Search code examples
pythonfor-loopmachine-learningrocauc

How to create a few Machine Learning models through all variables and after each iteration next XGBClassifier is created with 1 less var in Python?


I have DataFrame in Python Pandas like below:

Input data:

  • Y - binary target

  • X1...X5 - predictors

    Y X1 X2 X3 X4 X5
    1 111 22 1 0 150
    0 12 33 1 0 222
    1 150 44 0 0 230
    0 270 55 0 1 500
    ... ... ... ... ... ...

Requirements: And I need to:

  • run a loop through all the variables in such a way that after each iteration a new XGBoost classification model is created and also after each iteration one of the variables is discarded and create next model
  • So, if I have for example 5 predictors (X1...X5) I need to create 5 XGBoost classification models, and in in each successive model there must be 1 less variable
  • Each model should be evaluated by roc_auc_score
  • As an output I need: list_of_models = [] where will be saved created models and DataFrame with AUC on train and test

Desire output:

So, as a result I need to have something like below

  • Model - position of model in list_of_models

  • Num_var - number of predictors used in model

  • AUC_train - roc_auc_score on train dataset

  • AUC_test - roc_auc_score on test dataset

    Model Num_var AUC_train AUC_test
    0 5 0.887 0.884
    1 4 0.875 0.845
    2 3 0.854 0.843
    3 2 0.965 0.928
    4 1 0.922 0.921

My draft: which is wrong because it should be loop through all the variables in such a way that after each iteration a new XGBoost classification model is created and also after each iteration one of the variables is discarded and create next model

X_train, X_test, y_train, y_test = train_test_split(df.drop("Y", axis=1)
                                                    , df.Y
                                                    , train_size = 0.70
                                                    , test_size=0.30
                                                    , random_state=1
                                                    , stratify = df.Y)

results = []
list_of_models = []

for val in X_train:

    model = XGBClassifier()
    model.fit(X_train, y_train)
    list_of_models.append(model)

    preds_train = model.predict(X_train)
    preds_test = model.predict(X_test)
    preds_prob_train = model.predict_proba(X_train)[:,1]
    preds_prob_test = model.predict_proba(X_test)[:,1]

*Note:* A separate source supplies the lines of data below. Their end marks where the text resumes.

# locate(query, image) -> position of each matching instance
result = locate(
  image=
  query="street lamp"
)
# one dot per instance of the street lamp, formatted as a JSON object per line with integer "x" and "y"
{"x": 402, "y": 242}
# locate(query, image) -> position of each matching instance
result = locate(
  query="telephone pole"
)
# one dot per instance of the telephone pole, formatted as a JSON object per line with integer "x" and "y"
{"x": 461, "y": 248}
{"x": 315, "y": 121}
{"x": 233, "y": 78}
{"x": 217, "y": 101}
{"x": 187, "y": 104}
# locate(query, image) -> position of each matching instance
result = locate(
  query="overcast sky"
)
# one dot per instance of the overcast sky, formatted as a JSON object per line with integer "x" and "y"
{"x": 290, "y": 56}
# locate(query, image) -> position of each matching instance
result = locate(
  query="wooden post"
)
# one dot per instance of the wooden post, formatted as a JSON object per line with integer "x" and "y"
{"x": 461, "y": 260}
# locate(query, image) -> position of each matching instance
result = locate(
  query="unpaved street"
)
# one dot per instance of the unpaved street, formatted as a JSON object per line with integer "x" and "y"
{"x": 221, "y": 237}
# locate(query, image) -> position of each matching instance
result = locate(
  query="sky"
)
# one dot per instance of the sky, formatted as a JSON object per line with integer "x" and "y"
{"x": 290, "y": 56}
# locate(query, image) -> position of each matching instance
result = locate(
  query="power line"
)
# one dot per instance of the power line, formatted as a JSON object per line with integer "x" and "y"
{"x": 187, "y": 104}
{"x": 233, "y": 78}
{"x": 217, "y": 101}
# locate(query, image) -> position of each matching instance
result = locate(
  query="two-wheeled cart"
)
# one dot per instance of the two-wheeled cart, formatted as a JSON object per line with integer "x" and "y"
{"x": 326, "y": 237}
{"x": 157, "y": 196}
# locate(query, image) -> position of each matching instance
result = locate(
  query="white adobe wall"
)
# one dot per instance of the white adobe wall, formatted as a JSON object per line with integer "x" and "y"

    results.append({("AUC_train":round(metrics.roc_auc_score(y_train,preds_prod_test),3),
                     "AUC_test":round(metrics.roc_auc_score(y_test,preds_prod_test),3})

results = pd.DataFrame(results)

How can I do that in Python ?


Solution

  • You want to make your data narrower during each loop? If I understand this correctly you could do something like this:

    results = []
    list_of_models = []
    
    for i in X_train.columns:
        model = XGBClassifier()
        model.fit(X_train, y_train)
        list_of_models.append(model)
    
        preds_train = model.predict(X_train)
        preds_test = model.predict(X_test)
        preds_prob_train = model.predict_proba(X_train)[:,1]
        preds_prob_test = model.predict_proba(X_test)[:,1]
        results.append({("AUC_train":round(metrics.roc_auc_score(y_train,preds_prod_test),3),
                     "AUC_test":round(metrics.roc_auc_score(y_test,preds_prod_test),3})
        X_train = X_train.drop(i, axis=1)
        X_test = X_test.drop(i, axis=1)
    
    results = pd.DataFrame(results)